Diane Barbarie : Oui, donc nous, on commence notre quart de travail, on regarde s’il y a des appels qui sont rentrés, des suivis à faire, puis de là, on voit avec nos priorités. Si on a déjà fait une planification de notre journée, des fois, il peut y avoir des appels qui peuvent rentrer, donc là les appels par la radio deviennent notre priorité. Donc, il n’y a pas vraiment de journée spécifique, comme genre, comme parfaite. Tu arrives, puis l’appel qui arrive à la radio, c’est celui-là que tu prends. S’il n’y en a pas, là c’est juste d’aller faire des patrouilles de surveillance à des endroits où est-ce qu’on a des problèmes, où est-ce qu’on a eu des plaintes, puis de là commence notre journée de travail.

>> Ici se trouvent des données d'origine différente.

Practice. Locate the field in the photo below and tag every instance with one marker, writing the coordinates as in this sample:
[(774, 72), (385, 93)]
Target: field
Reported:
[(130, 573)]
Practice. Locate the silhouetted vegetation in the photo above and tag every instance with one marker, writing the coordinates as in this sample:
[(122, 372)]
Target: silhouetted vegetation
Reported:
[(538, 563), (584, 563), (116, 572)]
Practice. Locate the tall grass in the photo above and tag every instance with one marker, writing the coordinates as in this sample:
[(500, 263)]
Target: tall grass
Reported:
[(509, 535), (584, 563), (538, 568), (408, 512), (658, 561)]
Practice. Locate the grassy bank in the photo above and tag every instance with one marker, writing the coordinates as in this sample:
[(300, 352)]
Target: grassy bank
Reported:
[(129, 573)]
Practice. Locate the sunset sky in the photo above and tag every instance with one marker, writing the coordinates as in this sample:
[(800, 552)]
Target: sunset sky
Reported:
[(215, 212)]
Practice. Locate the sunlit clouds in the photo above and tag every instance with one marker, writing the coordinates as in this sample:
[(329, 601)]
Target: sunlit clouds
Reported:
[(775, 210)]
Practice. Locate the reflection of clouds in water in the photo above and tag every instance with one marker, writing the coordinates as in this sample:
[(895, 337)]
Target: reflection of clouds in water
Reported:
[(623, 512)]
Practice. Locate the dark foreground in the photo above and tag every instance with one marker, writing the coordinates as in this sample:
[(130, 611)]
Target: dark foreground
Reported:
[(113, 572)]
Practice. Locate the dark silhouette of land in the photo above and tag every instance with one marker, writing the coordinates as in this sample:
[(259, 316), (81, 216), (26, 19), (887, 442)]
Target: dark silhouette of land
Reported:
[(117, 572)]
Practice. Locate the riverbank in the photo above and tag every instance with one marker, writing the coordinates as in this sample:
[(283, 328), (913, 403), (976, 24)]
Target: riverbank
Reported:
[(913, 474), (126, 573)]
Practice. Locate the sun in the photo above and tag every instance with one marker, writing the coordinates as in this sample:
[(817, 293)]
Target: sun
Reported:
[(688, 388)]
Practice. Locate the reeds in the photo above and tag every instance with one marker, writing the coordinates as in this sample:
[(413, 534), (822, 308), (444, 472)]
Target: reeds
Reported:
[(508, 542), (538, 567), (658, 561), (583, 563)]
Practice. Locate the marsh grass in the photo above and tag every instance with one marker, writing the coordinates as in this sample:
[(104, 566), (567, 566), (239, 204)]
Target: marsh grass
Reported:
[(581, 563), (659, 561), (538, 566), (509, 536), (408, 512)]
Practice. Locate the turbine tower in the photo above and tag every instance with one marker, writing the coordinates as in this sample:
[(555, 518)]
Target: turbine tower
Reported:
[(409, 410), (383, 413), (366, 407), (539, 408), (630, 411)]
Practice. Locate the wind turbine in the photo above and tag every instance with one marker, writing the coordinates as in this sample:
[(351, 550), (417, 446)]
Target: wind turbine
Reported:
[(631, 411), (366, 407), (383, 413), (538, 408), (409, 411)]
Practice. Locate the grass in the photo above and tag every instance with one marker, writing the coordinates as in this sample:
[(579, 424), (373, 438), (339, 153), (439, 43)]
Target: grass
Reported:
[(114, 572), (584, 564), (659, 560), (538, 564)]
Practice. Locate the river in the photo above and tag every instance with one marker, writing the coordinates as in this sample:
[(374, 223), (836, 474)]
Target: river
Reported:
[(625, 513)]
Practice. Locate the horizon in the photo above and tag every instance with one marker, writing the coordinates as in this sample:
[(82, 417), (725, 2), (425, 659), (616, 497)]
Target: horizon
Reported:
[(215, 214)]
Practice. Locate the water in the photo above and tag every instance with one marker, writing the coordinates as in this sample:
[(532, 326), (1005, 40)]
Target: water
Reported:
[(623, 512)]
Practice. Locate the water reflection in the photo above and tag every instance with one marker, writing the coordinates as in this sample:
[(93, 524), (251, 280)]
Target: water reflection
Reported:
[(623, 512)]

Tobi Nussbaum : Très bien, merci. Christopher, comment est-ce que vous décidez où aller chaque jour? Alors, pour faire la surveillance, les patrouilles, etc. Est-ce qu’il y a une façon de déterminer où vous allez?

Christopher Myles : Oui, par d’habitude, comme Diane l’a dit déjà, souvent on a des priorités par jour, par mois, par saison. S’il n’y a pas d’appels, s’il n’y a pas d’urgence, on peut regarder les priorités quand on rentre au bureau et puis comme, ok, moi je travaille au nord du secteur du parc, alors les priorités là-bas sont XYZ. On part, on fait des patrouilles, mais comme on a dit déjà, chaque jour est différent, chaque moment est différent, chaque seconde est différente pour nous autres. Alors c’est vraiment comme, faire attention à tous les moments où tu es sur le terrain, parce que ça peut changer dans une seconde.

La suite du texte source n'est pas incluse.